【ワシントン共同=武井徹】20日の米大統領就任式は、歴史に新たな章を刻む4年に1度のイベントだ。トランプ次期大統領は「最高のショーになる」と意気込むが、「過去に比べて地味」(ワシントン・ポスト紙)との見方も。周辺ではトランプ氏の差別的な言動に抗議するデモが計画され、祝賀ムードに水を差す可能性もある。

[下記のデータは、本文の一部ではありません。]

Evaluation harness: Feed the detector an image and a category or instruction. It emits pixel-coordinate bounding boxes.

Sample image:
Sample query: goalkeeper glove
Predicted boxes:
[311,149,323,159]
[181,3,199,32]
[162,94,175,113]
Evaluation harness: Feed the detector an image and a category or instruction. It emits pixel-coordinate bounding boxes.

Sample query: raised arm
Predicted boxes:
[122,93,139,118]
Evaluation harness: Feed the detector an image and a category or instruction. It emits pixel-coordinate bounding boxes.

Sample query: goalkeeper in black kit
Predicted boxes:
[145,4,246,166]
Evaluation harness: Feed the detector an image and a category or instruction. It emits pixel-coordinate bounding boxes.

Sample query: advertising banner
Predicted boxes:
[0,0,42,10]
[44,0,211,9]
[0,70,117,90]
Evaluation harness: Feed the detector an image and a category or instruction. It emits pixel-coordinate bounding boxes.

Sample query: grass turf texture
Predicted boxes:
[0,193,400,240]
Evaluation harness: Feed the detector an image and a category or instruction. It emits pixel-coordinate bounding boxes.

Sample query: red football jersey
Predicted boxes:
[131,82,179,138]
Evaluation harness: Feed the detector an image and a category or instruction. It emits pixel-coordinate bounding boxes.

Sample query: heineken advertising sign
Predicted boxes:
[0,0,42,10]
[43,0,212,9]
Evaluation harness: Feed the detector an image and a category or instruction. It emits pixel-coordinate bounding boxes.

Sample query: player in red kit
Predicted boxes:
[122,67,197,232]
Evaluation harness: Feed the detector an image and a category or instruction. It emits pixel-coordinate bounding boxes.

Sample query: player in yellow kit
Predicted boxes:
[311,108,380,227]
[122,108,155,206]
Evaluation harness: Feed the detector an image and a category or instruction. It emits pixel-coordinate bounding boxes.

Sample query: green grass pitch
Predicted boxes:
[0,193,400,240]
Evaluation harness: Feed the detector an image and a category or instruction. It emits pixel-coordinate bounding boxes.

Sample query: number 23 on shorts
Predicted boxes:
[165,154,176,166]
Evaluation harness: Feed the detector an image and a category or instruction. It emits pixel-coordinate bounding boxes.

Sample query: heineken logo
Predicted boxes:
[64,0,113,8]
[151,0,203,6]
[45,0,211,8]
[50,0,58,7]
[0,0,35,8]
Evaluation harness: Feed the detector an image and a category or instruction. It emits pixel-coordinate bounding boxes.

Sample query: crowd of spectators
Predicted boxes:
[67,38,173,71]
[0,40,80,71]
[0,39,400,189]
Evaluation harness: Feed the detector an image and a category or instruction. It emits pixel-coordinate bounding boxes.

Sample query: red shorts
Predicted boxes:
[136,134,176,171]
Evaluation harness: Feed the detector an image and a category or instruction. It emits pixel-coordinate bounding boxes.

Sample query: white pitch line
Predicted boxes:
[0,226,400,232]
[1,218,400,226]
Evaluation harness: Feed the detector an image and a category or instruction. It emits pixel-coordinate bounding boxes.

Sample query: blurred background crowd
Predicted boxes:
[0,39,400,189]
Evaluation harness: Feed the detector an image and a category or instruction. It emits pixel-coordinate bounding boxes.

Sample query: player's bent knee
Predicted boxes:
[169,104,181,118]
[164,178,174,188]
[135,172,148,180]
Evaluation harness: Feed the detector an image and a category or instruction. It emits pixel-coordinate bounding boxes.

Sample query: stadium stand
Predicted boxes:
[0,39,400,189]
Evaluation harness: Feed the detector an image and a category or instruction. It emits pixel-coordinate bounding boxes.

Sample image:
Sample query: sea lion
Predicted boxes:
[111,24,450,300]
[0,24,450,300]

 米憲法は1月20日正午を4年の大統領任期の始まりと規定。新大統領は最高裁長官立ち会いの下、左手を聖書の上に置いて宣誓する。宣誓は「職務の遂行を開始する前」と決められており、正午の直前が通例。しかし2009年のオバマ大統領就任式では、式典の進行が遅れ正午を過ぎた。

 トランプ氏は宣誓の際、リンカーン大統領が1861年の1期目就任式で用いた聖書を使う。オバマ氏も同じ聖書を使用した。

 新大統領は最初の仕事となる就任演説の後、直線距離で約2・5キロある議会からホワイトハウスまでのパレードに臨む。過去にはオバマ氏を含め、途中で車を降りて歩く大統領もいた。1977年のカーター大統領は最初から歩き、親しみやすさをアピールした。

 パレードには約40団体の約8千人が参加。過去には4時間以上に及んだこともあるが、ワシントン・ポスト紙によると今回は約1時間半の見通し。舞踏会の前に「一仕事したい」とのトランプ氏の意向で、短めになるという。